In terms of the microbial community in root tips during the early symbiosis stage, our results showed that the bacterial richness and diversity were higher in ectomycorrhizae of T. borchii with C. avellana; however, the mycorrhization of T. borchii did not have an obvious influence on the richness and diversity of the fungal community. Other studies have reported that T. indicum could shape the microbial communities around it directly or indirectly, and the colonizing populations may come from the surrounding environment, such as the air or water [22], which was similar to the results of the present study. T. melanosporum ascocarps could also select some bacteria from the surrounding soil, and this selection may be related to its growth and aroma [21,26,41]. Despite the higher bacterial diversity in ectomycorrhizae compared with the control treatment, some bacterial genera, such as Woodsholea and Hydrogenophaga, were significantly enriched in the control treatment. In our study, when the truffle mycelia were dominant (82.97% in ectomycorrhizae), the diversity of some endophytic pathogenic fungi, such as Scleroderma, Ilyonectria, and Podospora, were reduced [42]. Hymenochaete, a kind of competitive mycorrhizal fungi, also decreased after the colonization of truffle mycelia, which was consistent with the results of a previous study that showed ectomycorrhizal fungi can protect the growth of host plants [43-45]. Furthermore, some wood-inhabiting fungi, such as Phaeoacremonium and Trechispora, were more abundant in ectomycorrhizae [46].

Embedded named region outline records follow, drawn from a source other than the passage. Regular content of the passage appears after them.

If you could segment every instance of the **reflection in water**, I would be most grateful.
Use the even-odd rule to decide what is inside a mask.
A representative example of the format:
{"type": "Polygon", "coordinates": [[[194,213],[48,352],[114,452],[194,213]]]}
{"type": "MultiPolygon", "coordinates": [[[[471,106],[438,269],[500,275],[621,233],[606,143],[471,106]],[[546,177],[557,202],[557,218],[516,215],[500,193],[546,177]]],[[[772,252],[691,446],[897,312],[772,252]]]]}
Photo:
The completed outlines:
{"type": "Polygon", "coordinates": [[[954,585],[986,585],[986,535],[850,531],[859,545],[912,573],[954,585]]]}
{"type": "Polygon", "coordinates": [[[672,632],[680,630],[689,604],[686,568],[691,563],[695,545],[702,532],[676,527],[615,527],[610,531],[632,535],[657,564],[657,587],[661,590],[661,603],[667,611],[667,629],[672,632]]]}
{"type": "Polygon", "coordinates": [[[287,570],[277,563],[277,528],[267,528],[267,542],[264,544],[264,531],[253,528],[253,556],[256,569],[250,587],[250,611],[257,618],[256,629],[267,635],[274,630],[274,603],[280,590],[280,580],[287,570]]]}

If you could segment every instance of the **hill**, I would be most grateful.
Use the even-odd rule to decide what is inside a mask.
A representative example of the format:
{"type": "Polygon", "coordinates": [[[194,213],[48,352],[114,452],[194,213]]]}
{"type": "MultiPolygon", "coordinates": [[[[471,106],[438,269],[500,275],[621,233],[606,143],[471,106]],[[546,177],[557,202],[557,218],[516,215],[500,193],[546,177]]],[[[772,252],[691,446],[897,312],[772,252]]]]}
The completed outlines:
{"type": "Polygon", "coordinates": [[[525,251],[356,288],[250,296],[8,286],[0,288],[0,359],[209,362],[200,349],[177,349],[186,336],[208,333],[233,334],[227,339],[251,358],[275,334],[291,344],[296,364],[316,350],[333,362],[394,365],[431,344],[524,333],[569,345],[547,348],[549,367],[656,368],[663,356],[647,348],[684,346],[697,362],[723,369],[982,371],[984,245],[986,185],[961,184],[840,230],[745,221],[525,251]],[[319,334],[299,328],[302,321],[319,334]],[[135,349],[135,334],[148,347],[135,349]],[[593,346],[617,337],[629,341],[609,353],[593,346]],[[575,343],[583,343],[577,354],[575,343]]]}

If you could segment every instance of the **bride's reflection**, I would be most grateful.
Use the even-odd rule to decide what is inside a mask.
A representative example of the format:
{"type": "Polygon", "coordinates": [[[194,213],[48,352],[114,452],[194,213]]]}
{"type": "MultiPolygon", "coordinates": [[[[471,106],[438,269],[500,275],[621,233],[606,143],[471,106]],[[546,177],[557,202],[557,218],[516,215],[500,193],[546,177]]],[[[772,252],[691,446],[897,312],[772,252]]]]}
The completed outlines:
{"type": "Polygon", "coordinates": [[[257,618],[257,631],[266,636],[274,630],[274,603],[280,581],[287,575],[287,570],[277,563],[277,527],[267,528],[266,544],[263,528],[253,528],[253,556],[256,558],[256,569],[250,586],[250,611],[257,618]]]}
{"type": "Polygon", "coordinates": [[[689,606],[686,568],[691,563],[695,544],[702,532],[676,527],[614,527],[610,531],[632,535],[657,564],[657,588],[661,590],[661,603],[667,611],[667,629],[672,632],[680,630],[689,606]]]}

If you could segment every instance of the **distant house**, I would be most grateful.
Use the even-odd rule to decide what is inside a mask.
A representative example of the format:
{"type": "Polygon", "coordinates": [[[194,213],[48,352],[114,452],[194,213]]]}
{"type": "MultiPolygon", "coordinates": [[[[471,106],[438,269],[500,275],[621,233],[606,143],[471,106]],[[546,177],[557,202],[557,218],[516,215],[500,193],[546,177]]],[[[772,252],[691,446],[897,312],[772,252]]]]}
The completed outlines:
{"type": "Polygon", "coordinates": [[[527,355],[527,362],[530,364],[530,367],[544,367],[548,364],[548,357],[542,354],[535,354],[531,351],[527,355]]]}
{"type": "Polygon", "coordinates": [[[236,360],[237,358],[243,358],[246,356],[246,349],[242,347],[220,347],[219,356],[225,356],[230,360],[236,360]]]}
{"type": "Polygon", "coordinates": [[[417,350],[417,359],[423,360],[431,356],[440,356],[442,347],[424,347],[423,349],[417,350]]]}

T. borchii mycelia were dominant among the fungal communities in the ectomycorrhizae in our investigation in the early symbiotic stage of truffles. Another study reported that when its ascomata formed, the ectomycorrhizae of T. magnatum seemed to be very rare and some other mycorrhizal fungi colonized in the same root tips [44,47,48]. During the mature stage of truffles, its niche may be occupied by other mycorrhizal fungi because of its inability to produce mycelium; therefore, we can speculate that the survival strategies and mechanisms of truffles were different in the different growth periods [47]. The synthesis of ectomycorrhizae is the first step in the artificial cultivation of truffles, and this has an extremely important influence on subsequent work [44,48-50]. Some closely related factors in mycelium synthesis have been found, such as the species of host plants, the surrounding environment, and cultivation management [22]. However, comparison of the microbial communities associated with truffles and changes in the community composition at different times is difficult [39,51]. Due to high-throughput sequencing technology, we can now analyze the microbial community structure around the ectomycorrhizal fungi and infer the roles of different microbes during the growth of truffles. However, the interactions between these microbial communities and truffles need to be further explored.